Recently we described a procedure for preparing antibodies to the acetylcholine receptor (AChR) based on immunoglobulin idiotypes and on the hypothesis that, regardless of functional differences, macromolecules of the same specificity will show structural homologies in their binding sites. Antibodies were prepared in rabbits to a structurally constrained agonist of AChR, trans-3,3'-bis[alpha-(trimethylammonio)methyl]azobenzene bromide (BisQ). These antibodies mimicked the binding specificity of AChR in its activated state--agonists were bound with affinities that were in accord with their biological activities and antagonists were bound poorly. Rabbits were then immunized with a specifically purified preparation of anti-BisQ to elicit a population of antibodies specific for the binding sites of anti-BisQ. A portion of the anti-idiotypic antibodies produced in the second set of rabbits cross-reacted with determinants on AChR preparations from Torpedo californica, Electrophorus electricus and rat muscle.
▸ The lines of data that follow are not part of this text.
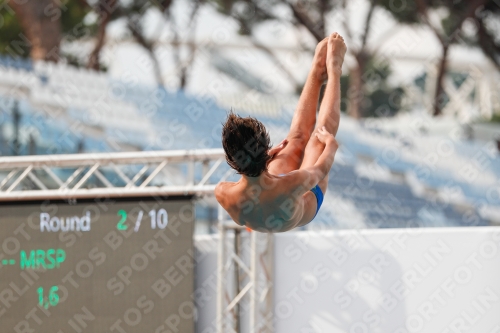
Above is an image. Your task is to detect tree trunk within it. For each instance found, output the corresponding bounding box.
[7,0,61,62]
[87,0,116,70]
[432,43,450,116]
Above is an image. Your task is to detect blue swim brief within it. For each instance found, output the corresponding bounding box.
[311,185,323,219]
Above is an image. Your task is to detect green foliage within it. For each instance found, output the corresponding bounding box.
[379,0,420,24]
[490,112,500,123]
[0,8,25,57]
[340,58,404,118]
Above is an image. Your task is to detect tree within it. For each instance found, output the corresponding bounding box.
[0,0,88,62]
[212,0,402,118]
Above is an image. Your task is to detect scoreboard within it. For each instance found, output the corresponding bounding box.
[0,198,195,333]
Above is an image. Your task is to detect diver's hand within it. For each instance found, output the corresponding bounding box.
[269,139,288,158]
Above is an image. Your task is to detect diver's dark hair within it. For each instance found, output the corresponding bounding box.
[222,111,271,177]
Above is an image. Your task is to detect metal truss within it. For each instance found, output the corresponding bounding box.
[217,206,274,333]
[0,149,227,201]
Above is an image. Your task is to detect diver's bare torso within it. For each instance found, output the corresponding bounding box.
[215,171,316,232]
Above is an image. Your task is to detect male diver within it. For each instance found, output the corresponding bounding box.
[215,33,346,232]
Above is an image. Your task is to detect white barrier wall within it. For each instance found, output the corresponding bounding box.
[274,227,500,333]
[195,227,500,333]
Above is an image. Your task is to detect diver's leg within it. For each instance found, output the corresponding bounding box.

Moreover, several of the rabbits showed signs of experimental myasthenia gravis, in which circulating AChR antibodies are typically found. To devise a more direct route to monoclonal anti-receptor antibodies we based our strategy on acceptance of the concept of the anti-idiotypic network theory of Jerne. According to this theory, injection of an antigen elicits, in addition to antibodies to the antigen, other populations that include anti-idiotypic antibodies directed at the combining sites of the antigen-specific antibodies. If the antigen-specific antibodies recognize a ligand of a receptor, then the anti-idiotypic antibodies should bind receptor. Thus, when a mouse is immunized with a bovine serum albumin conjugate of BisQ (BisQ-BSA), it should be possible to expand populations of spleen cells that secrete antibodies which bind anti-BisQ and AChR, in addition to populations specific for BisQ. Fusion of the spleen cells with an appropriate myeloma line should yield monoclonal anti-AChR antibodies. Here we report the success of this approach and its implications.